Re: Connections hung TIME_WAIT state - TCP-IP

This is a discussion on Re: Connections hung TIME_WAIT state - TCP-IP ; Kami wrote: > here goes the problem.... > there are two servers, server A and server B.... Server A is running > apache, and server B is running memcached (database query result > caching)... > now the server A connects ...

+ Reply to Thread
Results 1 to 4 of 4

Thread: Re: Connections hung TIME_WAIT state

  1. Re: Connections hung TIME_WAIT state

    Kami wrote:
    > here goes the problem....


    > there are two servers, server A and server B.... Server A is running
    > apache, and server B is running memcached (database query result
    > caching)...


    > now the server A connects to server B on a specified port....
    > i'm using ab to generate request on server A locally.. so a high load
    > hit situation can be simulated for the caching server...
    > NOw the problem is ... the server B cleans up its connection
    > properly... but on server A, the connections keep hanging in TIME_WAIT
    > state, their numer start increasing, and eventually i get connection
    > timeout to server B...


    How do you know the connections are "hung" in TIME_WAIT?

    I believe the "problem" is that the application software is trying to
    establish and tear-down TCP connections "too fast" where too fast is

    >= sizeof(clientportspace)/lengthof(TIME_WAIT)



    > here is a list of variables along with the values i changed , in an
    > attempt to forcfully kill the TIME_WAIT connections...


    > net.ipv4.netfilter.ip_conntrack_tcp_timeout_fin_wa it=1
    > net.ipv4.tcp_fin_timeout=1


    > net.ipv4.netfilter.ip_conntrack_tcp_timeout_close= 1
    > net.ipv4.netfilter.ip_conntrack_tcp_timeout_time_w ait=1
    > net.ipv4.netfilter.ip_conntrack_tcp_timeout_last_a ck=1
    > net.ipv4.netfilter.ip_conntrack_tcp_timeout_close_ wait=1
    > net.ipv4.netfilter.ip_conntrack_tcp_timeout_fin_wa it=1


    > net.ipv4.netfilter.ip_conntrack_tcp_timeout_syn_re cv=2
    > net.ipv4.netfilter.ip_conntrack_tcp_timeout_syn_se nt=2


    > net.ipv4.tcp_fin_timeout=1


    > these variables were changed using sysctl -w, but to no use..


    indeed, because none of them are directly related to the problem your
    applications have.
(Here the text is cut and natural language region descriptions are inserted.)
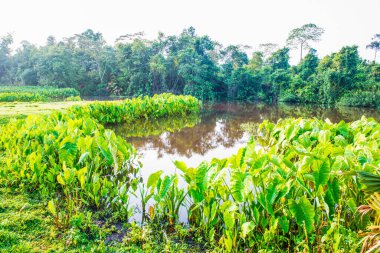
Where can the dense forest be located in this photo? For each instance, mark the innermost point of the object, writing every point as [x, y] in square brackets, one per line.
[196, 65]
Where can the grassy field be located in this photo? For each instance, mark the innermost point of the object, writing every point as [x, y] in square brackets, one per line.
[22, 109]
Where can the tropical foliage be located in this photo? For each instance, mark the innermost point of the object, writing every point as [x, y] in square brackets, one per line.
[196, 65]
[294, 187]
[34, 94]
[130, 110]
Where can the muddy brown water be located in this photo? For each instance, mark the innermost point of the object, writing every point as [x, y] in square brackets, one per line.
[215, 133]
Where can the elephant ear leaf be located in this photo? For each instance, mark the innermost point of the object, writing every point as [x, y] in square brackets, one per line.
[303, 212]
[68, 152]
[371, 181]
[321, 177]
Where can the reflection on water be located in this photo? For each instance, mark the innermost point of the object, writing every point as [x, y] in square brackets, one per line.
[215, 133]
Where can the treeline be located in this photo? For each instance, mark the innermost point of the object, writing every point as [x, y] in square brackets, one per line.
[195, 65]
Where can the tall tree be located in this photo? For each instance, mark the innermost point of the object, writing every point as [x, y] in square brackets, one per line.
[5, 54]
[268, 48]
[375, 45]
[302, 36]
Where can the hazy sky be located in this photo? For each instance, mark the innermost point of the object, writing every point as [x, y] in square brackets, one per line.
[346, 22]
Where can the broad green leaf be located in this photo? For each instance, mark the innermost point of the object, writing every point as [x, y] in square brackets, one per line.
[303, 212]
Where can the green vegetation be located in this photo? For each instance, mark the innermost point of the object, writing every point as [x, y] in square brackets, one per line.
[294, 187]
[199, 66]
[21, 110]
[130, 110]
[36, 94]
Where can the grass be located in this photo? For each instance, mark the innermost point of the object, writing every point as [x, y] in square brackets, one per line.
[22, 109]
[26, 226]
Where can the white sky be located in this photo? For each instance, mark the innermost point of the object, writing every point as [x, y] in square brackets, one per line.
[253, 22]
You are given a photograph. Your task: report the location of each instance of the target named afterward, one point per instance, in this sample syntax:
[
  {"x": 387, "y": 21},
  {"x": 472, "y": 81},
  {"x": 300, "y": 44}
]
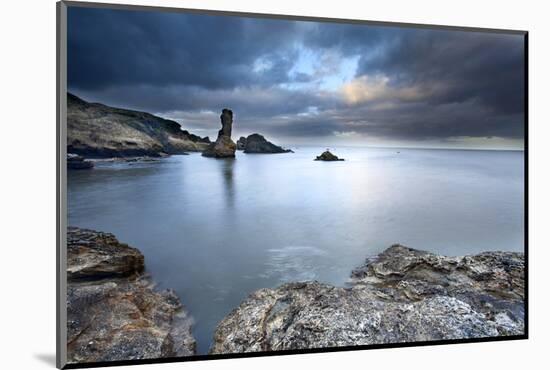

I hope you set those things back

    TIME_WAIT is an integral part of TCP's correctness algorithms. It is
    there to protect new connections by the same "name" from inadvertantly
    accepting segments from old connections and thus corrupting data.

    Strictly speaking, TIME_WAIT is supposed to last as long as four
    minutes, so the connection rate that could result in attempts to reuse
    a TCP connection name (local/remote IP, local/remote port) that is
    still in TIME_WAIT would be:

    sizeof(portspace)/240

    If your client application is allowing the stack to pick the local
    port number (eg is not calling bind() to pick a port number itself),
    then likely as not, the range of ports it gets will be 49152 to 65535
    or ~16384 port numbers:

    16384/240

    or 68 connections per second.

    The best "fix" is to get your applications to use long-lived TCP
    connections. The next best fix after that is to broaden the number of
    ports (and perhaps IP addresses) involved. One way to do that is to
    have the application attempt to bind() to port numbers in the range of
    day 5000 to 65535. That would increase the rate before attempted
    TIME_WAIT reuse to

    65000/240

    or ~270 connections per second.

    You could achieve similar results by spreading the traffic across a
    larger number of IP addresses - on the client, the server, or both.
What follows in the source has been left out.